The objective of this paper is to integrate the generalized gamma (GG) distribution into the information theoretic literature. We study information properties of the GG distribution and provide an assortment of information measures for the GG family, which includes the exponential, gamma, Weibull, and generalized normal distributions as its subfamilies. The measures include entropy representations of the log-likelihood ratio, AIC, and BIC, discriminating information between GG and its subfamilies, a minimum discriminating information function, power transformation information, and a maximum entropy index of fit to histogram. We provide the full parametric Bayesian inference for the discrimination information measures. We also provide Bayesian inference for the fit of GG model to histogram, using a semi-parametric Bayesian procedure, referred to as the maximum entropy Dirichlet (MED). The GG information measures are computed for duration of unemployment and duration of CEO tenure.

Introduction

The generalized gamma (GG) distribution offers a flexible family in the varieties of shapes and hazard functions for modeling duration. It was introduced by Stacy (1962). Difficulties with convergence of algorithms for maximum likelihood estimation (Hager and Bain, 1970) inhibited applications of the GG model. Prentice (1974) resolved the convergence problem using a nonlinear transformation of GG model. However, despite its long history and growing use in various applications, the GG family has been remarkably absent in the information theoretic literature. Thus far a maximum entropy (ME) derivation of GG is given in Kapur (1989), where it is referred to as generalized Weibull distribution, and only recently the entropy of GG has appeared in the context of flexible families of distributions (Nadarajah and Zografos, 2003). The GG family has not been included in information studies such as the existing ME distributional fitting of the parametric families (see, e.g., Soofi and Retzer, 2002 and references therein), the discrimination information statistics analysis of the parametric families (Alwan et al., 1998), and the entropy orderings of the parametric families (Ebrahimi et al., 1999). The main objective of this paper is to fill this void and integrate the GG family into the information theoretic literature. For this purpose, we develop information criteria for discriminating between the GG and its subfamilies and for assessing the fit of GG to the data. We also present Bayesian inference about the discrimination and the fit.

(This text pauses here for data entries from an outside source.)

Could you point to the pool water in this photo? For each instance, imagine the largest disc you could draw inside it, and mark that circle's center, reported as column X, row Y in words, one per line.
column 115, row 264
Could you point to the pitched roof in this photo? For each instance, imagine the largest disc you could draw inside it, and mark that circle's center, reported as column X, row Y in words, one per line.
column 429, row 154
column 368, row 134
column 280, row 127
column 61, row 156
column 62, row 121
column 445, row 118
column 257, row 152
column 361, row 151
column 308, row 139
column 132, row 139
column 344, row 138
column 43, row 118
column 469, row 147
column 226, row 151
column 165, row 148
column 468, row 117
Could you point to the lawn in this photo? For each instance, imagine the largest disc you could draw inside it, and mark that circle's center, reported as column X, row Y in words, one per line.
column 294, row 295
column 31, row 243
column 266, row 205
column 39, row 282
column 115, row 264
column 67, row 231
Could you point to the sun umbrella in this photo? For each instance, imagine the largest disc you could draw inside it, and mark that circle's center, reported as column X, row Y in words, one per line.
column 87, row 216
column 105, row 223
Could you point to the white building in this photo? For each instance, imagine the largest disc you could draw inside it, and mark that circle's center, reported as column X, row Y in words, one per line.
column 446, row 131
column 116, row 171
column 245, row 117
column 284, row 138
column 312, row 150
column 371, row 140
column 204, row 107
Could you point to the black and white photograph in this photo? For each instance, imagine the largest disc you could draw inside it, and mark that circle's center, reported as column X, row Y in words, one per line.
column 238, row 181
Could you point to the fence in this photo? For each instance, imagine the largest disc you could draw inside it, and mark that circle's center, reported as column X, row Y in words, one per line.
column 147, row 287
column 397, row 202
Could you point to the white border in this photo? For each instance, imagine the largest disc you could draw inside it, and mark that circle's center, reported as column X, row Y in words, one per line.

Analysis of duration data is increasingly used in various areas of economics and related fields (Keifer, 1988). In labor economics, examples include studies of the duration of unemployment, (Lancaster, 1979, Kiefer, 1984, McDonald and Butler, 1987, Yamaguchi, 1992), turnover in labor market (Kiefer et al., 1985), length of contract (Gronberg, 1994), and duration of strike (Jaggia, 1991). Examples in other areas include studies of firms survival (Audretsch and Mahmoud, 1995), duration that firms spend under Chapter 11 (Orbe et al., 2002), duration that a property is on the market (Genesove and Mayer, 1997), duration of schooling at higher education (Diaz, 1999), duration of stages of oilfield exploration (Favero et al., 1994), household interpurchase time (Vakratsas and Bass, 2002), interpurchase time in financial markets (Allenby et al., 1999), and length of the time that new movies stay on screens (Blumenthal, 1988).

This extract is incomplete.